Aktuell muss, wer während seines Studiums Leistungen nach dem Bundesausbildungsförderungsgesetz erhalten hat 50% davon, die als zinsfreies Darlehen gewährt werden, in Raten oder als Einmalbetrag zurückzahlen. Die anderen 50% werden als Zuschuss gewährt und müssen nicht zurückerstattet werden. Zudem sind die Schulden für den Darlehensanteil für Studenten, die ihr Studium nach dem 01.03.2001 aufgenommen haben, auf 10.000 Euro beschränkt.

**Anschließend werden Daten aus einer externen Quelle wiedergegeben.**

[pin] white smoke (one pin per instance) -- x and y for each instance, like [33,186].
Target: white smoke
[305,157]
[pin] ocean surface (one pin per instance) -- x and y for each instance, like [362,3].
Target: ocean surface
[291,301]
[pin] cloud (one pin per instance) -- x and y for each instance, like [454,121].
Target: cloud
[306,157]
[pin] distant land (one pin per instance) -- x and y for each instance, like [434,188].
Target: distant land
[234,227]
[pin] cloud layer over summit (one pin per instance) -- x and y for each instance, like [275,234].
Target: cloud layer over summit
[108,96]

Die Rückzahlung beginnt 5 Jahre nach Ende der Förderungshöchstdauer in vierteljährlichen Raten von 315 Euro (105 Euro im Monat). Die Rückzahlungsverpflichtung kann auf Antrag für jeweils ein Jahr aufgeschoben werden, wenn das Nettoeinkommen den allgemeinen Freibetrag von 960 Euro nicht übersteigt. In Ihrem konkreten Fall beträgt das Nettoeinkommen 1.250 Euro monatlich und liegt somit über dem gesetzlich vorgeschriebenen Freibetrag. Sonderregelungen sind zum Beispiel für Studierende mit Kindern oder für Behinderte vorhanden.